If you were listening closely at this year’s Freshman Assembly, you may have heard three different people speaking at once during University Chaplain Jerry Streets’s opening prayer. Obviously, there was Streets himself, who began with the words “Awesome God” instead of his customary “Holy God”. But behind that choice was Illinois U.S. Senate candidate Barack Obama, who, just weeks before, had brought the Democratic National Convention to its feet by declaring “We worship an Awesome God in the blue states.” He, in turn, was drawing on the late Christian singer-songwriter Rich Mullins, whose best-known work is a thunderous modern hymn called “Awesome God.”

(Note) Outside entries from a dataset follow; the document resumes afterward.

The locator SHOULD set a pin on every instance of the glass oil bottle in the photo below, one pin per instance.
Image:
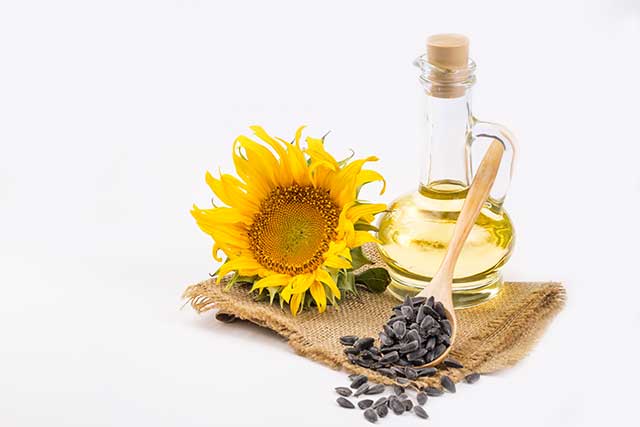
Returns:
(415, 231)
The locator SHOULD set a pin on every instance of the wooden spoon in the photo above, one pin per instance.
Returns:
(440, 285)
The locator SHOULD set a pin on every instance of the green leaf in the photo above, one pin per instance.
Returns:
(375, 279)
(358, 258)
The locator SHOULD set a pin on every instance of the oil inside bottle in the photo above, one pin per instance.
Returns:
(415, 233)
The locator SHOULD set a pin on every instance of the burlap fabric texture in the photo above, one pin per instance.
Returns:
(492, 336)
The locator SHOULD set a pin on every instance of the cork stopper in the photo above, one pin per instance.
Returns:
(449, 54)
(448, 51)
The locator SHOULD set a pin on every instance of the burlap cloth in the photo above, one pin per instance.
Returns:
(492, 336)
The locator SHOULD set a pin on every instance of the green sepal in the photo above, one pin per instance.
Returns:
(375, 280)
(358, 258)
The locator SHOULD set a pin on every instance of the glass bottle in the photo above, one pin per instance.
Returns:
(415, 231)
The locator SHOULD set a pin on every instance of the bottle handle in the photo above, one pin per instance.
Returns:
(482, 134)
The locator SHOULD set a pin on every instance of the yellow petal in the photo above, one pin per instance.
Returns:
(245, 266)
(324, 277)
(319, 296)
(358, 211)
(334, 261)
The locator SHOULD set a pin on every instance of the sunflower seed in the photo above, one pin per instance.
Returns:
(386, 372)
(380, 402)
(363, 343)
(390, 357)
(358, 380)
(431, 343)
(418, 354)
(225, 317)
(431, 312)
(433, 392)
(364, 404)
(362, 389)
(408, 404)
(371, 415)
(345, 403)
(385, 340)
(396, 406)
(407, 312)
(413, 335)
(446, 382)
(411, 373)
(427, 372)
(400, 328)
(343, 391)
(419, 411)
(389, 331)
(409, 347)
(348, 340)
(427, 322)
(376, 389)
(452, 363)
(472, 378)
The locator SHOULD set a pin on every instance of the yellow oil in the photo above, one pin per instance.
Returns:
(415, 234)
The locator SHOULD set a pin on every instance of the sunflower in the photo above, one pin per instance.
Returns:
(291, 218)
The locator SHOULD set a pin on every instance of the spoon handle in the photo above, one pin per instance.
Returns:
(476, 197)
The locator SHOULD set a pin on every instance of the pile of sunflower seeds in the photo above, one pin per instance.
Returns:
(417, 333)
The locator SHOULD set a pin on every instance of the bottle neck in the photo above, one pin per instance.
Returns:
(448, 132)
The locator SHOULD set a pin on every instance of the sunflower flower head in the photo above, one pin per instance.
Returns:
(291, 219)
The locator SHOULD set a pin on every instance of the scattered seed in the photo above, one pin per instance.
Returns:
(452, 363)
(449, 385)
(382, 401)
(358, 380)
(371, 415)
(433, 392)
(411, 373)
(396, 406)
(419, 411)
(225, 317)
(343, 391)
(472, 378)
(427, 372)
(362, 389)
(348, 339)
(345, 403)
(364, 404)
(363, 343)
(376, 389)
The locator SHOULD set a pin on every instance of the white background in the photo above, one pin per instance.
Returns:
(111, 112)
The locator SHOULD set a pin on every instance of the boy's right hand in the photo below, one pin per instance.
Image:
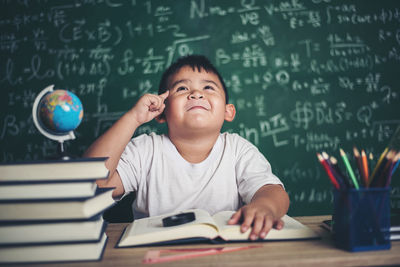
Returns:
(148, 107)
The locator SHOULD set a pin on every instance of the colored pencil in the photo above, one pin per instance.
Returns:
(394, 166)
(328, 171)
(381, 174)
(357, 156)
(349, 169)
(364, 161)
(335, 166)
(335, 174)
(378, 164)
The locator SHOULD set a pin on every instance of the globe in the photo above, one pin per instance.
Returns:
(56, 114)
(60, 111)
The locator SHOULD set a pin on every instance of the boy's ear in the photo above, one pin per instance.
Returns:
(230, 112)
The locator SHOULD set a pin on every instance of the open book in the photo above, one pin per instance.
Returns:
(150, 231)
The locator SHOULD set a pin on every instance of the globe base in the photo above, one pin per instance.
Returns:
(61, 153)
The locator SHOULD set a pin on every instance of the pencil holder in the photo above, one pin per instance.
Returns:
(361, 219)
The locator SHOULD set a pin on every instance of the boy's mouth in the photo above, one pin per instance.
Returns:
(197, 104)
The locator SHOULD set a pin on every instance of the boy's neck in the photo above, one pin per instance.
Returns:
(194, 149)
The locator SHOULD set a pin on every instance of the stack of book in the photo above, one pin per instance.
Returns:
(51, 211)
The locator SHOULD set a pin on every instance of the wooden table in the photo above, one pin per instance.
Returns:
(321, 252)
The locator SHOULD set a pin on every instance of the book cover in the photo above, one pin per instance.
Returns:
(54, 170)
(52, 232)
(150, 231)
(47, 190)
(81, 251)
(56, 209)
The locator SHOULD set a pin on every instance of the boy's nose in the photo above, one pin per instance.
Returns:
(196, 94)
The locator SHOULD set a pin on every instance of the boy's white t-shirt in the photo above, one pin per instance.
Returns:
(165, 182)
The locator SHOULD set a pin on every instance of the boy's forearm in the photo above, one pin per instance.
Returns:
(273, 197)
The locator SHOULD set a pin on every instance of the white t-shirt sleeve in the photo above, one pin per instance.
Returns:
(252, 169)
(133, 162)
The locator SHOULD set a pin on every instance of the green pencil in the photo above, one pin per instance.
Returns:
(349, 169)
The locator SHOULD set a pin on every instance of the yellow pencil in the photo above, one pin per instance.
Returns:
(377, 164)
(365, 166)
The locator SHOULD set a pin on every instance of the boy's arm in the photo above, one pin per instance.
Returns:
(265, 211)
(113, 142)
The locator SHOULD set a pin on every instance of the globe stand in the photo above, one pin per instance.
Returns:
(60, 137)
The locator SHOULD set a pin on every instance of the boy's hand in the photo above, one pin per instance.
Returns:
(148, 107)
(258, 216)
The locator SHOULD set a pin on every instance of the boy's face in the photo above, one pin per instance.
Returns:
(196, 102)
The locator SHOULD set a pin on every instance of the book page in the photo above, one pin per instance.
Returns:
(292, 229)
(226, 231)
(151, 230)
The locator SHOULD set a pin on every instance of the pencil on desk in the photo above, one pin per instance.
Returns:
(330, 175)
(349, 169)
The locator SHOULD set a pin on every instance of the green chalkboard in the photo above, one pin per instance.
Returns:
(305, 76)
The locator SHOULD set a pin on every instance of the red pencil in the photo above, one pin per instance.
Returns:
(328, 171)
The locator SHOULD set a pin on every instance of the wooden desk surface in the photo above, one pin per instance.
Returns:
(320, 252)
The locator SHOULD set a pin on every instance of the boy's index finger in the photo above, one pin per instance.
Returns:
(164, 95)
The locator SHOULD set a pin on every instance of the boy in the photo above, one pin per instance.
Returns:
(194, 166)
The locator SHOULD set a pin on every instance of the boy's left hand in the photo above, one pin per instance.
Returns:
(258, 216)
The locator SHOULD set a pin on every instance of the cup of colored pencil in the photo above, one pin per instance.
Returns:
(361, 214)
(381, 175)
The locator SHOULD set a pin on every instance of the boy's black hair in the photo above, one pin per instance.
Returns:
(196, 62)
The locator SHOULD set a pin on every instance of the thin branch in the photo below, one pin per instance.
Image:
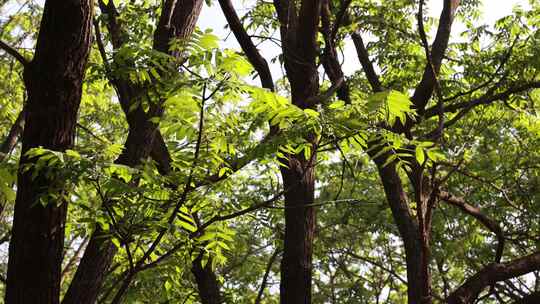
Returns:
(11, 139)
(425, 88)
(475, 212)
(367, 65)
(377, 264)
(251, 52)
(13, 52)
(492, 274)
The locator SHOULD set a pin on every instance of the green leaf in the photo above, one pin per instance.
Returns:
(420, 155)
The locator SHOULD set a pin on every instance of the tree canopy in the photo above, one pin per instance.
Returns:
(329, 151)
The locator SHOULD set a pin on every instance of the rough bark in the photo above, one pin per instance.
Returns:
(493, 273)
(53, 82)
(299, 32)
(207, 283)
(296, 264)
(407, 226)
(13, 136)
(144, 139)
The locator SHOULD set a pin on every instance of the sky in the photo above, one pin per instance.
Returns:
(212, 17)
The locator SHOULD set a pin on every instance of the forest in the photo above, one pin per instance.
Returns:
(269, 151)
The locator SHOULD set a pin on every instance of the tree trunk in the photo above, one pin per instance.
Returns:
(177, 21)
(296, 268)
(207, 282)
(54, 87)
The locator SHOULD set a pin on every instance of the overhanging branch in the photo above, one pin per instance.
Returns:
(14, 53)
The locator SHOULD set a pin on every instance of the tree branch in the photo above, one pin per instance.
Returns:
(475, 212)
(266, 275)
(13, 52)
(484, 100)
(492, 274)
(425, 88)
(11, 140)
(251, 52)
(367, 65)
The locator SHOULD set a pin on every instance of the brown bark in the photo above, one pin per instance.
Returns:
(206, 280)
(54, 86)
(13, 136)
(144, 139)
(300, 51)
(493, 273)
(407, 226)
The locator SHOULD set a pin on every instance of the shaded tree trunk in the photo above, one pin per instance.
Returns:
(54, 86)
(178, 20)
(207, 282)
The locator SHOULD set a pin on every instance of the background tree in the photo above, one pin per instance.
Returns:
(423, 141)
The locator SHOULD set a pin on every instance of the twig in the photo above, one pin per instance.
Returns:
(13, 52)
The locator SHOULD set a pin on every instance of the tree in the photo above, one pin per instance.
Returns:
(53, 82)
(415, 146)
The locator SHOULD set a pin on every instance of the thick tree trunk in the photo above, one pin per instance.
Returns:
(54, 86)
(300, 50)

Those two little words made some strange bedfellows. Obama is one of the Democratic Party’s new leading lights, whereas Streets has been relatively apolitical during his Yale tenure. Mullins’ Celtic-tinged folk-rock would feel out of place in Streets’ church, the proudly traditional Church of Christ in Yale. Obama’s core audience of urban liberal Democrats has little overlap with Mullins’ core audience of white evangelicals. But again, a closer listen reveals why these disparate voices could speak in unison from the stage of Woolsey Hall.

The story begins with Mullins’ 1987 hymn, which anyone under 40 who has ever attended a white church event has probably heard. Contemporary Christian worship CDs are a constant presence on Billboard’s Top 200 album chart, but no song off any of them has ever attained the seeming omnipresence of “Awesome God.” This song has even crossed the American church’s fearful color line: it gets played in black churches, and Kirk Franklin covered it with his choir. In a country where the most segregated hour of the week is still Sunday morning, the song’s crossover between white and black gospel should make anyone who cares about race in America take pause.

So when Obama used the words “Awesome God” in his keynote speech in Boston, he was deliberately drawing on one of the few great stories of racial reconciliation to come out of the Reagan era. His peroration’s thesis, stated straightforwardly as “E pluribus unum, out of many one,” could not be more perfectly illustrated than by a Kirk Franklin cover of a Rich Mullins song backed up by a Latin-funk bass line. He probably knew that, too: as a transplanted Kansan he’d have to know the original, and as a South Side legislator he’d have to know the cover.

Washington Monthly editor Amy Sullivan has suggested that when Obama said “Awesome God,” he was using coded language to appeal to evangelicals, much the way George Bush does with his regular references to Scripture and hymnody. That analysis is correct but incomplete. When Bush talked about the “wonder-working power” of the American spirit in his 2003 State of the Union address, it was playing straightforwardly to his base. The Baptist hymn he quoted there would almost never be heard among non-Baptists. An equivalent move for Obama would have been quoting a hippie icon like John Lennon or a contemporary gospel heavyweight like Fred Hammond. By taking Rich Mullins as a moral center, however, Obama was reaching out to a constituency not his own, declaring his allegiance to its faith values. He was trying to enact the unity of national spirit his phrase declared.

The response to Obama’s nationally-broadcast speech was overwhelming. His campaign blog received hundreds of “Obama-for-President” posts, including dozens from self-identified conservative Republicans. The candidate himself seems to agree: during a subsequent speech at the Boston convention, a reporter heard him begin, “When I’m Pres- I mean, when I’m a Senator,” drawing laughter and applause. Political junkies who populate campaign blogs might be expected to notice a good speech, so might Chaplain Streets, whose job description includes a lot of oratory. But if their enthusiasm reflects the national response, Obama may have achieved something of the unity he was after.

And, most of all, he achieved that unity by putting his own spin on the rhetoric of the American state church — you know, the one whose God blesses our troops and hates Communism. It’s acceptable, even expected, for American politicians to pay lip service to a vague monotheism. Yalies sitting through freshman or baccalaureate convocations must endure a stage full of faculty doing the same. Obama piggybacked off that expectation, but instead of the usual platitudes, he delivered a piece of honest identification with religious values. Mullins’ Franciscan faith, as expressed in both “Awesome God” and the rest of his work, has serious political implications, requiring both worship of a creating, redeeming God and identification with the powerless. By working a Mullins shout-out into state-religious observances, Obama via Streets opened a door, long-closed in such settings, to both Christianity’s real unifying potential and its unsettling truth-claims. As an evangelical liberal Yalie, I’m thrilled to see the Democrats and the Chaplain’s Office taking them seriously. I just hope they understand that you can’t have one without the other.

Christopher Ashley is a senior in Silliman College.